Garland: Confronting hate crimes is DOJ's 'legal and ... moral obligation'

Attorney General Merrick Garland, speaking in Buffalo, N.Y., after meeting with the families of the victims of the Buffalo mass shooting, affirmed the Justice Department’s commitment to combat hate crimes. He made the remarks after the DOJ announced that federal hate crime charges had been filed against the alleged shooter in the May 14 supermarket massacre in which 10 people were killed, all of whom were Black, and another three wounded.

Video transcript

MERRICK GARLAND: Hate-fueled acts of violence terrorize not only the individuals who are attacked, but entire communities. Hate brings immediate devastation and it inflicts lasting fear. At the Justice Department, we view confronting hate crimes as both our legal and our moral obligation.

The Justice Department was founded more than 150 years ago with the first principle task of protecting Black Americans and our democracy from white supremacist violence. Today, we approach that task with the same degree of urgency as we did then. We fully recognize the threat that hatred and violent extremism pose to the safety of the American people and American democracy.
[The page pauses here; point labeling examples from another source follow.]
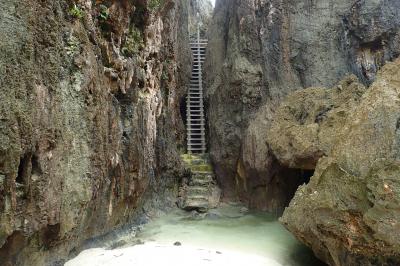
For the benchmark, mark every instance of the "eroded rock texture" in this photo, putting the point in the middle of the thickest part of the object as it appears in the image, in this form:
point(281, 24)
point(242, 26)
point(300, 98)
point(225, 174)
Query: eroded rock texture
point(259, 52)
point(200, 10)
point(349, 213)
point(89, 118)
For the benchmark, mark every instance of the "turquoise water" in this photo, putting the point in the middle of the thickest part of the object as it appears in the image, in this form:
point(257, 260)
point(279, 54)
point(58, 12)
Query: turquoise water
point(252, 233)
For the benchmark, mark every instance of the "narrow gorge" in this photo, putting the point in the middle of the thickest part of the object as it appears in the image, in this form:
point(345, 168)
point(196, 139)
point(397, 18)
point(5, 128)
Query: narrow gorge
point(194, 132)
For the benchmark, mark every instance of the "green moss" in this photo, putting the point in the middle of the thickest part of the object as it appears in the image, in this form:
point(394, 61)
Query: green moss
point(76, 12)
point(133, 42)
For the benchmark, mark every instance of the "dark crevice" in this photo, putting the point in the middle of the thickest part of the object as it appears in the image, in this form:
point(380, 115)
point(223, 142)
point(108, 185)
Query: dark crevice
point(10, 250)
point(24, 169)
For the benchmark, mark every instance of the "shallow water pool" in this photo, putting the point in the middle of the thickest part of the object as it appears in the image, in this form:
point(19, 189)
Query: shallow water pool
point(225, 236)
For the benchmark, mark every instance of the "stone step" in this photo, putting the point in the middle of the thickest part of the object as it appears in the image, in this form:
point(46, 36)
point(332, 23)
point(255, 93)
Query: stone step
point(198, 190)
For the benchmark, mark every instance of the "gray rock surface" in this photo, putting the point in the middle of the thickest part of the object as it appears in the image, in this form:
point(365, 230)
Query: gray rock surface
point(260, 51)
point(89, 119)
point(349, 213)
point(200, 10)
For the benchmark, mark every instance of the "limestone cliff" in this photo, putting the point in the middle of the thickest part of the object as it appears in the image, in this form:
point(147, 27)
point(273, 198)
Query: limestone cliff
point(259, 52)
point(200, 10)
point(349, 213)
point(89, 118)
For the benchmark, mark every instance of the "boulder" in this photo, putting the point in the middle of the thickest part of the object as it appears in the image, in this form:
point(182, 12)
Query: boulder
point(349, 213)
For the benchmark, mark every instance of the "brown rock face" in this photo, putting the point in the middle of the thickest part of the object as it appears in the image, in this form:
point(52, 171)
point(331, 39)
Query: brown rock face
point(307, 123)
point(259, 52)
point(89, 118)
point(349, 213)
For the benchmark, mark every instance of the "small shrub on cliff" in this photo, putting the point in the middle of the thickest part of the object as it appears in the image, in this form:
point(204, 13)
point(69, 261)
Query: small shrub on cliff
point(153, 5)
point(104, 13)
point(76, 12)
point(133, 42)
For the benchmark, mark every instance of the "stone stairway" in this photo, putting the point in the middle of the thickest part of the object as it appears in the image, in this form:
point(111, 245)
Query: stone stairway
point(196, 142)
point(199, 191)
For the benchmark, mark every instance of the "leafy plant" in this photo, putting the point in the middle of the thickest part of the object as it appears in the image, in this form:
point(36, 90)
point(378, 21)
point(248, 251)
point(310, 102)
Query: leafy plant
point(155, 4)
point(73, 46)
point(133, 42)
point(76, 12)
point(104, 13)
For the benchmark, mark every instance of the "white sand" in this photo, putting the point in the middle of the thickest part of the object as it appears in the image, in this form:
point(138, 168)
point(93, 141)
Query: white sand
point(156, 254)
point(249, 240)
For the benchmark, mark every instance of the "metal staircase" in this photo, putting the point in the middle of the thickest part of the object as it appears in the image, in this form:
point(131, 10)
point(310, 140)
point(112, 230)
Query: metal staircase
point(196, 139)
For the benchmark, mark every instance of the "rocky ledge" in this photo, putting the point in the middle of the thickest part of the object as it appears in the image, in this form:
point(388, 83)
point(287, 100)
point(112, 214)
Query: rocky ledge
point(349, 213)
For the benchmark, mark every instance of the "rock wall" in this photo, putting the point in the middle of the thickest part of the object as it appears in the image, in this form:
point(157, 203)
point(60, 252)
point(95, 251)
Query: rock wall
point(259, 52)
point(349, 213)
point(89, 118)
point(200, 10)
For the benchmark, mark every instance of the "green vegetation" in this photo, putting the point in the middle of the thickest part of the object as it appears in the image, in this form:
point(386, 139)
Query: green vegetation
point(133, 42)
point(154, 5)
point(76, 12)
point(104, 13)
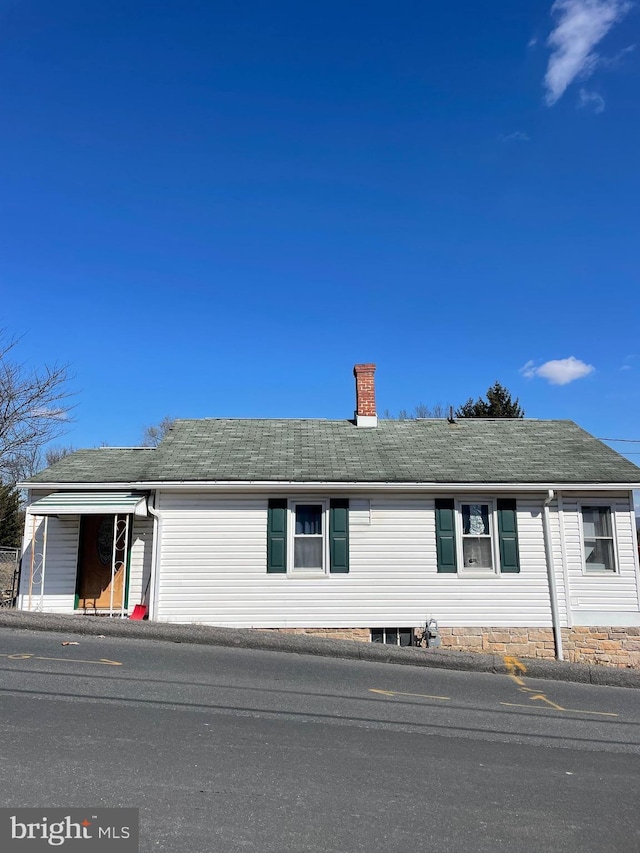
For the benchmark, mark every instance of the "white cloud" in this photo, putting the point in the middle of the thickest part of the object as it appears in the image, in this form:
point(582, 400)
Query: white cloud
point(591, 99)
point(516, 136)
point(582, 24)
point(559, 371)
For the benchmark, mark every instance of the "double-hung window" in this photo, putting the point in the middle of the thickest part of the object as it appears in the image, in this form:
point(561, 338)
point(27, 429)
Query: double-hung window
point(308, 536)
point(477, 536)
point(309, 544)
point(476, 531)
point(598, 540)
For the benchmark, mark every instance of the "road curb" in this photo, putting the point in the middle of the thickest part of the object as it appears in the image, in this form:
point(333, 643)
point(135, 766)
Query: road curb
point(320, 646)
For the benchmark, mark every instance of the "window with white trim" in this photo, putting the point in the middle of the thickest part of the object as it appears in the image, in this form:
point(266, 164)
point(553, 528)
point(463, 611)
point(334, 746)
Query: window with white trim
point(308, 536)
point(307, 523)
point(598, 541)
point(476, 536)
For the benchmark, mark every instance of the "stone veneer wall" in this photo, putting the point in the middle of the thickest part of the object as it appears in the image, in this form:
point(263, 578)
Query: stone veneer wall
point(619, 647)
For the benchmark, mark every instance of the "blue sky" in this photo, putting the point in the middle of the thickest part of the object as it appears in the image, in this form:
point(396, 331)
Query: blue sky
point(216, 209)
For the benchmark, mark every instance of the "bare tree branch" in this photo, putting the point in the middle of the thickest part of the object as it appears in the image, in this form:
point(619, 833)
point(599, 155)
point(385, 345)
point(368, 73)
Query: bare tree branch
point(153, 435)
point(34, 410)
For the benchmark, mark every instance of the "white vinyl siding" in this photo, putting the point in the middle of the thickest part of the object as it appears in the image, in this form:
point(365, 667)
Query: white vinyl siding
point(213, 556)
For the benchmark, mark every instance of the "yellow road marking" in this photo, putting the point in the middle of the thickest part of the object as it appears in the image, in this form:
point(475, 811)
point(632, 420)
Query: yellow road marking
point(568, 710)
point(513, 664)
point(102, 661)
point(543, 698)
point(395, 693)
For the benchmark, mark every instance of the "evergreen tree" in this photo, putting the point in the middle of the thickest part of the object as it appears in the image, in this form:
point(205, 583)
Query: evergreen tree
point(11, 517)
point(497, 405)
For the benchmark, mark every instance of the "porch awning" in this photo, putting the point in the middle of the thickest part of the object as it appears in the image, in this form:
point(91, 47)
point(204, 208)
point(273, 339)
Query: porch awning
point(91, 503)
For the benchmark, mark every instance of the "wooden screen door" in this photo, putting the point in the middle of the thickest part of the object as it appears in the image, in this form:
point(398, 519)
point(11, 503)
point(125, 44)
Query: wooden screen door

We will be relentless in our efforts to combat hate crimes, to support the communities terrorized by them, and to hold accountable those who perpetrate them. No one in this country should have to live in fear that they will go to work or shop at a grocery store and will be attacked by someone who hates them because of the color of their skin, someone who commits that act because he subscribes to the vile theory that only people like him belong in this country. And no one in this country should have to bury a loved one because of such hate.